Since the value of London property is now more than all property located in Wales, Scotland and the north of England combined – this has made the London housing market unaffordable for most. According to statistics provided by Halifax, average London house prices are often double in contrast to the rest of the UK; £482,000 and £223,000 respectively. Clearly, this creates a financial and emotional toll for the majority of those working and living in the UK capital.
Interestingly, the majority of property wealth is retained by the over-55s where they hold 63.3% of the UK’s net property wealth. Comparatively, only 3.3% of the UK’s net property wealth is held by those who are under 35 years of age! Further statistics provided by Halifax suggest that the average rate of property ownership in the UK currently stands at 63%; in comparison to 48% in London.

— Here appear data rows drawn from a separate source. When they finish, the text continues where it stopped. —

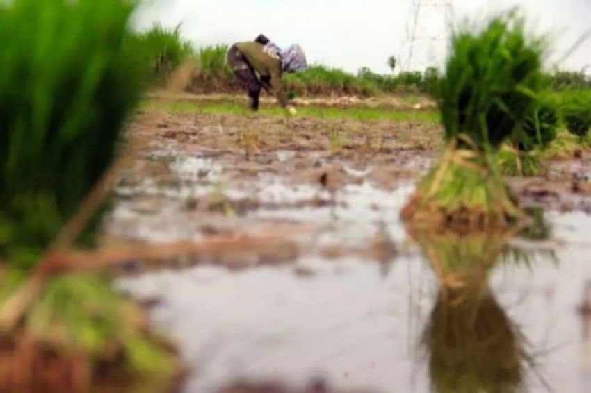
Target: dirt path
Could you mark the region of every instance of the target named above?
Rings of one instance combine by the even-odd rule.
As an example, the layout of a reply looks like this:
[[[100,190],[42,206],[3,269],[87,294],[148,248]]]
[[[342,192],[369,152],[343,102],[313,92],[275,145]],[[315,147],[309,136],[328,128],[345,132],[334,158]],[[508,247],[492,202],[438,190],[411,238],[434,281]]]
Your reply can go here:
[[[428,390],[421,337],[435,281],[399,211],[442,147],[437,126],[149,110],[131,132],[137,160],[116,187],[108,237],[270,239],[118,271],[118,287],[179,340],[186,392]],[[524,203],[549,212],[550,238],[528,246],[542,256],[537,274],[501,267],[491,285],[535,351],[569,337],[540,360],[565,365],[559,375],[535,371],[583,391],[576,358],[588,337],[575,333],[574,305],[591,278],[591,154],[549,166],[547,177],[510,179]]]

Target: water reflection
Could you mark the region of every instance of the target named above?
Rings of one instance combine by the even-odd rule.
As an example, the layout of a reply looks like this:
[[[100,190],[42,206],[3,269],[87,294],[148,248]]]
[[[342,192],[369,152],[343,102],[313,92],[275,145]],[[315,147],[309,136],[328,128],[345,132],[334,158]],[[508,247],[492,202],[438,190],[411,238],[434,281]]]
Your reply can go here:
[[[533,362],[524,336],[489,285],[491,271],[506,260],[502,256],[514,233],[412,233],[439,284],[421,340],[436,392],[524,388]]]

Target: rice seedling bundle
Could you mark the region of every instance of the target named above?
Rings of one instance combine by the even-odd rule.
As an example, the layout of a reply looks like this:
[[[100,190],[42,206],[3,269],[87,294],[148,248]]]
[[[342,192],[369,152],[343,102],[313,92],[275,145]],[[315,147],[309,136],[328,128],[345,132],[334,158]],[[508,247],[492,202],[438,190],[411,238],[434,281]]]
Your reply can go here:
[[[9,323],[17,294],[124,142],[143,76],[128,27],[134,6],[0,3],[0,364],[31,371],[0,369],[8,390],[41,391],[60,375],[54,391],[87,391],[105,367],[144,378],[175,367],[143,312],[99,277],[52,276]],[[92,244],[99,219],[72,239],[79,246]],[[21,350],[32,355],[19,357]],[[48,369],[56,372],[44,380]]]
[[[405,220],[485,228],[522,217],[497,153],[535,108],[543,49],[514,12],[480,32],[467,27],[455,34],[436,92],[448,147],[403,210]]]

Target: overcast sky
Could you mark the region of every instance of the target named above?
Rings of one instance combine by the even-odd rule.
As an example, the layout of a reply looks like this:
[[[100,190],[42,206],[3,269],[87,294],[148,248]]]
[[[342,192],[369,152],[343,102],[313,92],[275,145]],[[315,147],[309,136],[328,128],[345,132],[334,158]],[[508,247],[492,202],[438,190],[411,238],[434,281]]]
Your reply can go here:
[[[427,0],[428,1],[430,0]],[[432,1],[432,0],[430,0]],[[496,10],[519,5],[532,28],[549,33],[553,65],[591,28],[591,0],[452,0],[454,20],[482,19]],[[196,46],[252,40],[263,33],[280,46],[300,44],[310,62],[356,72],[360,67],[386,72],[387,58],[408,57],[405,45],[412,0],[147,0],[136,15],[139,28],[160,22],[182,23],[183,35]],[[424,11],[426,25],[417,34],[431,37],[443,17]],[[439,23],[440,22],[440,23]],[[416,67],[436,60],[437,42],[419,41]],[[591,64],[591,38],[560,65],[579,70]],[[591,72],[591,65],[587,69]]]

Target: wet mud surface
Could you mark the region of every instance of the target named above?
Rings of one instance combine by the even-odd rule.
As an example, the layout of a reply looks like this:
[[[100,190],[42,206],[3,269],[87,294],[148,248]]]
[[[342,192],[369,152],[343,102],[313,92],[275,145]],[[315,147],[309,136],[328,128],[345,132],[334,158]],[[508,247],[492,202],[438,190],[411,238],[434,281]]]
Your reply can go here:
[[[509,179],[524,204],[545,210],[545,226],[531,231],[536,240],[485,249],[503,252],[471,281],[485,294],[472,304],[475,285],[444,285],[429,244],[399,217],[440,132],[419,122],[138,115],[106,241],[245,237],[116,272],[117,287],[149,303],[178,341],[184,392],[444,391],[442,375],[464,374],[492,391],[591,388],[591,154]],[[453,251],[474,257],[463,242]],[[458,304],[471,317],[439,318]],[[476,332],[480,352],[439,340],[448,328]],[[507,385],[492,387],[499,373]]]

This emphasises the issue of housing unaffordability in London, particularly for those who do not own a property in London.
With these viewpoints in mind, it is not of a surprise that Londoners are leaving the capital for popular regional cities such as Brighton and Birmingham; where a combined number of 12,100 people from the UK capital moving into these regional cities last year. Other population regional cities included Bristol and Manchester which attracted 4,210 and 4,150 Londoners into their cities respectively.
Overall, we anticipate London house prices to decline marginally (as demand still exceeds supply). For regional cities, house prices will rise in line with the net migration of Londoners to regional cities (which is also expected to strengthen in numbers on a yearly basis).